Educadores da rede municipal aceitaram reajuste salarial de 2,93% e aumento de R$45 no tíquete-alimentação em assembleia ontem, mas decidiram entrar com ação na Justiça
Foto/Neto Talmeli
Em assembleia na noite de ontem, os servidores municipais decidiram aceitar o tíquete-alimentação de R$500
Educadores da rede municipal aceitaram reajuste salarial de 2,93% e aumento de R$45 no tíquete-alimentação em assembleia ontem, mas decidiram entrar com ação na Justiça para cobrar a aplicação do índice integral concedido no reajuste do piso nacional do magistério. Já os servidores da Prefeitura acataram proposta de acréscimo de R$120 no vale-alimentação, porém reivindicam a continuidade das negociações ao longo do ano.
O presidente do Sindemu (Sindicato dos Educadores do Município de Uberaba), Adislau Leite, afirma que a decisão da assembleia foi assegurar um reajuste salarial para também beneficiar os aposentados, embora o percentual seja menor do que os 11,36% aplicados no piso nacional do magistério. Ele salienta que o aumento no tíquete não beneficiaria os inativos.
Apesar da aceitação da proposta da Prefeitura, o sindicalista reforça que a categoria também deliberou pela abertura de ação judicial contra a Prefeitura para conseguir o percentual restante do índice aplicado no valor do piso nacional do magistério, o que corresponderia a mais 8,4%. “Vamos cobrar a diferença”, disse.
O líder sindical ainda salienta que a solicitação ao Executivo é manter aberta a mesa de negociação para tentar a concessão de outro índice de reajuste ao longo do ano, à medida que houver recuperação da receita do município.

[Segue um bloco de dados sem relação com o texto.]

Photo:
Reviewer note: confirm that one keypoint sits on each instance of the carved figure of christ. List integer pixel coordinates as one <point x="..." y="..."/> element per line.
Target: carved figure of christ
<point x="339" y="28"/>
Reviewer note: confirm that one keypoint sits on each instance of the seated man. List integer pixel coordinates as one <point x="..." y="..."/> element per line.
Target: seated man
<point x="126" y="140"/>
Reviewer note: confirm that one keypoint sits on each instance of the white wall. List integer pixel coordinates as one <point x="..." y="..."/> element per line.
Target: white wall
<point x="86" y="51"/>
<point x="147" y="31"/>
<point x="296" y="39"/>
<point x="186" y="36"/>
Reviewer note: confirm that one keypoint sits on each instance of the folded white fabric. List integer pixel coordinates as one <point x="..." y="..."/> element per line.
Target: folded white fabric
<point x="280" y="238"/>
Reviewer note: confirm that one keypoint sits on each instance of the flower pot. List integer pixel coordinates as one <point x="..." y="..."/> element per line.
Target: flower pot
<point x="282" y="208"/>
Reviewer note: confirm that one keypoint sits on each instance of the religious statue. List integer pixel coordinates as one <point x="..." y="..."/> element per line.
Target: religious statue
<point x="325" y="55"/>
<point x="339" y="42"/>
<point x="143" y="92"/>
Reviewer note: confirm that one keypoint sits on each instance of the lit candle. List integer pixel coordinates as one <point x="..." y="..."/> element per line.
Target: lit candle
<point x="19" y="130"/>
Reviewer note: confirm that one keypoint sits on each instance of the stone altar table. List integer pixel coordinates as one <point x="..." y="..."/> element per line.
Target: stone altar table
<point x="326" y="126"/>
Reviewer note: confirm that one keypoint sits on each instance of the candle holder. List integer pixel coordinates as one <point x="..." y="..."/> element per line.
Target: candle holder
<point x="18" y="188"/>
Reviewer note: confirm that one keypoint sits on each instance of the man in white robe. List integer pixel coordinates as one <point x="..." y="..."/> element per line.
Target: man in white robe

Ao todo, 86 educadores participaram da reunião ontem.
Já o presidente do SSPMU (Sindicato dos Servidores Públicos Municipais de Uberaba), Luís Carlos dos Santos, afirma que a maioria dos presentes optou por acatar a proposta de aumento de R$120 no tíquete-alimentação.
Cerca de 200 pessoas participaram da assembleia. O sindicalista estima que 70% preferiu o acréscimo apenas no benefício; o restante queria o reajuste salarial de 2,93% e aumento no tíquete. Segundo o líder sindical, sequer entrou em discussão a possibilidade de deflagração de greve da categoria.
O funcionalismo também deliberou por continuar as negociações com o governo municipal e já deixou programada uma nova assembleia em julho para reavaliar a situação.